Aspirin und andere NSAID haben auch beim Prostatakarzinom präventive Wirkung, die einer jüngsten Metaanalyse zufolge eine Risikoreduktion von 27 % nach sich zieht. Informationen über eine präferenzielle Wirkung bei Patienten mit unterschiedlichem Differenzierungsgrad liegen nicht vor.
Aspirin führt auch beim Ösophaguskarzinom und mit großer Wahrscheinlichkeit auch beim Magenkarzinom zu einer signifikanten Senkung der Inzidenzrate, wie einer rezenten Übersicht (Cuzick et al., Lancet Oncology 2012) zu entnehmen ist. Beim Magenkarzinom ist, wie bei vielen anderen Tumoren auch, eine chronisch persistierende Infektion für die Begünstigung der malignen Transformation verantwortlich. Dementsprechend sollte die Eradikation von Helicobacter-Infektionen auch das Risiko für die Entstehung eines Magenkarzinoms reduzieren. Seit Langem bekannt ist die Rückbildungstendenz von frühen MALT-Lymphomen des Magens nach erfolgreicher antibakterieller Therapie.

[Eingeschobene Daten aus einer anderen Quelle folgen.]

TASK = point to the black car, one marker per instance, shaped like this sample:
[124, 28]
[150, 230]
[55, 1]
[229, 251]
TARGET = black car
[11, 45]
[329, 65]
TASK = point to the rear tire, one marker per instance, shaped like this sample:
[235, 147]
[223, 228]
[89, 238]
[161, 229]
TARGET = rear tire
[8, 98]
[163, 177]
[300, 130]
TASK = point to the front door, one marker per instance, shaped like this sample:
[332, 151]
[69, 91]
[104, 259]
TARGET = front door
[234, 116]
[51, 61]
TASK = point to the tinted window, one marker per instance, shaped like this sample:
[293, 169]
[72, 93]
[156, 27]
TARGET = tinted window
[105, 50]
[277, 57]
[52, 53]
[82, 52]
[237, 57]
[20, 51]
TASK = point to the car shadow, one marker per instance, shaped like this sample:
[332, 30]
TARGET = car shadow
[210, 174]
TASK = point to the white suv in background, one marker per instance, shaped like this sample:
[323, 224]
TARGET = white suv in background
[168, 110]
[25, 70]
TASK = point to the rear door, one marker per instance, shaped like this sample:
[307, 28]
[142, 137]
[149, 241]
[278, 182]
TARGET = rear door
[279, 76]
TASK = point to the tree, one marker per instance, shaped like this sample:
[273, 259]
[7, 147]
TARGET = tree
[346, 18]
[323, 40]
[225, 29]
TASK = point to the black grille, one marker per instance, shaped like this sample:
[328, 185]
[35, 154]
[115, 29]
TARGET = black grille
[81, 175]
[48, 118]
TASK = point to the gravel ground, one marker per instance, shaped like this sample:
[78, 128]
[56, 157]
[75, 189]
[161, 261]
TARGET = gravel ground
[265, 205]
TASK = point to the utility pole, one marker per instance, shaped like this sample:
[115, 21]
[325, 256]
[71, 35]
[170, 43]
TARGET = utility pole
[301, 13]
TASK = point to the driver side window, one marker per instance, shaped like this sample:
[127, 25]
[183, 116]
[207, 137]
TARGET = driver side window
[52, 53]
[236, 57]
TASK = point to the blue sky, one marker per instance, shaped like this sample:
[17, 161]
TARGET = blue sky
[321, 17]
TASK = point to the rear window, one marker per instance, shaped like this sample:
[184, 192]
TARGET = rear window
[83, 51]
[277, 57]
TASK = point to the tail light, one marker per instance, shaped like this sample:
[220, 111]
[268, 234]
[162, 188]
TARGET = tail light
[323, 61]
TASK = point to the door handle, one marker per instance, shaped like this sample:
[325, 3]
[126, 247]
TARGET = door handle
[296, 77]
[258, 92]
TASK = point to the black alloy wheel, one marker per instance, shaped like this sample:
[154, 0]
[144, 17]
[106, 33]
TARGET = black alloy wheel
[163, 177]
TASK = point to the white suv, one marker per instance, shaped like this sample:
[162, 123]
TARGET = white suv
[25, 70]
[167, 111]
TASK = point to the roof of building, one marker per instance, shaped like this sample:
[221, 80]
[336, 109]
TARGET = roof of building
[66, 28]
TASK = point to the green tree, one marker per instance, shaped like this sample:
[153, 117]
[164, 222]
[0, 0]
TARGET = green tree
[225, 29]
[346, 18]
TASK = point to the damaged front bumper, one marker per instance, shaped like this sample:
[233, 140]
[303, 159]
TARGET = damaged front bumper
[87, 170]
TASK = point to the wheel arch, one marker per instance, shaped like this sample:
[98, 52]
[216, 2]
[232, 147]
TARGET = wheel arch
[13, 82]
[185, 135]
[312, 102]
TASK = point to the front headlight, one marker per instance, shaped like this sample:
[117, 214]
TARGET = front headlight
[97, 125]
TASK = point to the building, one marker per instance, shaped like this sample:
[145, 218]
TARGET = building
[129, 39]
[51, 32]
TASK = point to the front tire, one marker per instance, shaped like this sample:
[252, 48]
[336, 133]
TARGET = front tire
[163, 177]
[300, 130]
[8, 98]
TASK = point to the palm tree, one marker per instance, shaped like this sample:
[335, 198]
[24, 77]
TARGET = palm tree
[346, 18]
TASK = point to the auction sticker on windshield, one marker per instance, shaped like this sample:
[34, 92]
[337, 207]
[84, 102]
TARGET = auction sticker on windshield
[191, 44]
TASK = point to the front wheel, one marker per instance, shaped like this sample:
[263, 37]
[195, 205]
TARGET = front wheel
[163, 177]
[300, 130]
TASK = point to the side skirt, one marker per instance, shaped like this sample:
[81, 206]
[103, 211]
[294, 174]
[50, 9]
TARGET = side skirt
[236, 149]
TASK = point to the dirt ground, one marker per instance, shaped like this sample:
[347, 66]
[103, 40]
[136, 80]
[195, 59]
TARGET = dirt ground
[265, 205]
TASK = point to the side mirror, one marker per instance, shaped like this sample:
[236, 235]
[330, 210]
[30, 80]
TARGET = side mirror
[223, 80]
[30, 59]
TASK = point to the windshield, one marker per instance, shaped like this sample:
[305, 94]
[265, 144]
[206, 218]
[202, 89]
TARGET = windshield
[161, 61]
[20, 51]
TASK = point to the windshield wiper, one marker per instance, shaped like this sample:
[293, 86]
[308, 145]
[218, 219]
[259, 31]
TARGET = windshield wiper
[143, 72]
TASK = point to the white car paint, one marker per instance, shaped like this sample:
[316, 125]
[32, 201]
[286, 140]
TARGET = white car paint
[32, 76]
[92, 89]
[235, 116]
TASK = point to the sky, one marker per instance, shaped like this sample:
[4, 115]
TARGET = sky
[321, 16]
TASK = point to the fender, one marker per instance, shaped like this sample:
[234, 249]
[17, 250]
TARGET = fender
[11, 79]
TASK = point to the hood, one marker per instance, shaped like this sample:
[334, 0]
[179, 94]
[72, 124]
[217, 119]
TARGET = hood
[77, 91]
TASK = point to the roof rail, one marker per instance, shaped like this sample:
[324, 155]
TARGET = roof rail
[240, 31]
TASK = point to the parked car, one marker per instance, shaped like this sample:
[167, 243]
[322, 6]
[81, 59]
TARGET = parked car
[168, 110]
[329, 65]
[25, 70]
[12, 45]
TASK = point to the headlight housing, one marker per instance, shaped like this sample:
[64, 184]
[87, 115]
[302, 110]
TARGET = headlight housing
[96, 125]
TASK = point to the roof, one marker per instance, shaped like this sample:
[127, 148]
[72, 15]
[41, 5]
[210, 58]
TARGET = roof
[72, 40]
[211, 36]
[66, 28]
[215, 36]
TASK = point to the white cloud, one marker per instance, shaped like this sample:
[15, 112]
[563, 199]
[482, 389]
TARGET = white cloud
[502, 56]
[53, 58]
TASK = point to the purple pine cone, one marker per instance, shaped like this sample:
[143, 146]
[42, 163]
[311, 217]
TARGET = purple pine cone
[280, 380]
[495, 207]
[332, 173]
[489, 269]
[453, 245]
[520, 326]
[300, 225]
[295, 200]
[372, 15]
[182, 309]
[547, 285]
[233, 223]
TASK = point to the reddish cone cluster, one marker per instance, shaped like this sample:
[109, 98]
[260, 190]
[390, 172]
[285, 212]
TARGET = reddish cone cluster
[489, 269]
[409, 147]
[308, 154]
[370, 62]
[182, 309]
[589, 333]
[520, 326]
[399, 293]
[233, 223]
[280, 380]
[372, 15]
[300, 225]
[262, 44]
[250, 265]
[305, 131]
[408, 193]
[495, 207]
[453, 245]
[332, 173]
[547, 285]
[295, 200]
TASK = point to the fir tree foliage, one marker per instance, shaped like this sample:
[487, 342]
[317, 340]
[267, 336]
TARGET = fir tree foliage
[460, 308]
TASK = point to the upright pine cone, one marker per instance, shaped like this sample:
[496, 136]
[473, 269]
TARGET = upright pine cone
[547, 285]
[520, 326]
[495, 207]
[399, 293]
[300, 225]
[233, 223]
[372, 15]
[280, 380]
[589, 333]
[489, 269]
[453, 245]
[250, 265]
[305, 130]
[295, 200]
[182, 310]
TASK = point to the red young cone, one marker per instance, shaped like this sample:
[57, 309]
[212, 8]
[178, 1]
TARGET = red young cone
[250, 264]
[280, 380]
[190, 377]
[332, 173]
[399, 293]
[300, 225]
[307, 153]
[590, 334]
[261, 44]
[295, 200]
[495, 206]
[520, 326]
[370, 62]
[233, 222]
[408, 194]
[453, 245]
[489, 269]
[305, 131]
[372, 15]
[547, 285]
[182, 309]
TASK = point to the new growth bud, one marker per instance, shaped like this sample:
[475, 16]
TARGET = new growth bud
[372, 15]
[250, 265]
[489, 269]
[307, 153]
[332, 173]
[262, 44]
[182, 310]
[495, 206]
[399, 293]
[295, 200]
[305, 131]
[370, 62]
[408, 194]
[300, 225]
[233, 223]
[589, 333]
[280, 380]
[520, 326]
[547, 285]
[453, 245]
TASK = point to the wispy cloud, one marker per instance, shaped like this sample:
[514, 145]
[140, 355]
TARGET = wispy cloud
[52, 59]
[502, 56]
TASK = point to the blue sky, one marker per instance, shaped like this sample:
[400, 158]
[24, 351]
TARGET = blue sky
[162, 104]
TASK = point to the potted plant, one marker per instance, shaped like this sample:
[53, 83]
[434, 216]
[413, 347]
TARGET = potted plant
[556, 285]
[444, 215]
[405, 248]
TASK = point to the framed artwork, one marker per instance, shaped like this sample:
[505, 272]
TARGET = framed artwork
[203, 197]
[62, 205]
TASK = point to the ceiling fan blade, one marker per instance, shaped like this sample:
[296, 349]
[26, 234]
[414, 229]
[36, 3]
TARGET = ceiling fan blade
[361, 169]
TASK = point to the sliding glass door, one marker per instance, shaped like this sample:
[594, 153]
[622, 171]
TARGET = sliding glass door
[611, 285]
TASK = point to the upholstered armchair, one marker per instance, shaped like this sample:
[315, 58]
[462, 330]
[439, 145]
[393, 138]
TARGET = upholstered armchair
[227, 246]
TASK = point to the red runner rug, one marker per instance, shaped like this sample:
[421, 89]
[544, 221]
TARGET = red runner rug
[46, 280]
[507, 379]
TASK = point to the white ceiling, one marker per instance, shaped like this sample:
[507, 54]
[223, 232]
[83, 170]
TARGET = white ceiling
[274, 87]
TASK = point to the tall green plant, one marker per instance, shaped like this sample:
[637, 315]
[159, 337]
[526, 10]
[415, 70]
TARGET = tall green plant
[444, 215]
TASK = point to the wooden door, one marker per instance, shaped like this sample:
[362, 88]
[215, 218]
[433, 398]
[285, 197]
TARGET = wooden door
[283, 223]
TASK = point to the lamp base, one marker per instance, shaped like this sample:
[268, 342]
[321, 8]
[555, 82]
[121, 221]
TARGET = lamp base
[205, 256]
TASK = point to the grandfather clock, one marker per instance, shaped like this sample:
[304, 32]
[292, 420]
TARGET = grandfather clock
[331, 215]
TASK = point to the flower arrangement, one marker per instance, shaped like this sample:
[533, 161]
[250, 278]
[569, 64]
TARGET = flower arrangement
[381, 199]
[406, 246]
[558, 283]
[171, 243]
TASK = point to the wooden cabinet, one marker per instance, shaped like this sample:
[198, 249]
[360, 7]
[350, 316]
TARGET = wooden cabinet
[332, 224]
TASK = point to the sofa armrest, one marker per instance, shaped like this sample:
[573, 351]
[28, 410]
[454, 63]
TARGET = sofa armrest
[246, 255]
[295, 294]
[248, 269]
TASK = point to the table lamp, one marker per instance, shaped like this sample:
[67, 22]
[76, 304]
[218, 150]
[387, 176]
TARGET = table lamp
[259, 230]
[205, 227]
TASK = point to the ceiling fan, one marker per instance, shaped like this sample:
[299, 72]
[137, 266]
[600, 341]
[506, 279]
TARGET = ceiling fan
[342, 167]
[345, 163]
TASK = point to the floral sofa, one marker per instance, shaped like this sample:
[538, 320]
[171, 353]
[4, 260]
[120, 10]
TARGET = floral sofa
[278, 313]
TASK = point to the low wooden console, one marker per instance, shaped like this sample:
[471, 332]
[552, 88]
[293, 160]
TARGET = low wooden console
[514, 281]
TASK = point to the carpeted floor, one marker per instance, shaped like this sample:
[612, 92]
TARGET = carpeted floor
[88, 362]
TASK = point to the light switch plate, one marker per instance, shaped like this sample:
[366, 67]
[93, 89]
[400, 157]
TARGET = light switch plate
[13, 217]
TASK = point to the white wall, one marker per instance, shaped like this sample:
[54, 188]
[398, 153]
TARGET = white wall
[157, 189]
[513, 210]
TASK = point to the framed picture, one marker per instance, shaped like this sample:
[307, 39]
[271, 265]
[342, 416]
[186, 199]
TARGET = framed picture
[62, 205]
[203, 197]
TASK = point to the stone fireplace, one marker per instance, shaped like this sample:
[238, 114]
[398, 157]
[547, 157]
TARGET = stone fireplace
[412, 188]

Antihormonelle Chemoprävention ist heute eine valide Option bei Frauen mit erhöhtem Risiko für ein Mammakarzinom. Tamoxifen und Raloxifen sind für diese Indikation in den USA zugelassen. Beim Prostatakarzinom ist mit antihormoneller Chemoprophylaxe eine Risikoreduktion von etwa 25 % möglich. Nachdem die Chemoprophylaxe auch mit einer geringfügigen, wenn auch signifikanten Erhöhung der Inzidenz von undifferenzierten Prostatakarzinomen verbunden ist, kann derzeit keine Empfehlung für eine Chemoprävention mit 5-α-Reduktase-Inhibitoren abgegeben werden. Aspirin und andere NSAID führen zu einer signifikanten Risikoreduktion von Kolorektalkarzinomen, Prostata-, Ösophagus- und wahrscheinlich auch Magenkarzinomen. Somit ist die tägliche Einnahme von Aspirin bei Personen ab dem 50 Lebensjahr, die diese Therapie gut tolerieren, ernsthaft zu erwägen.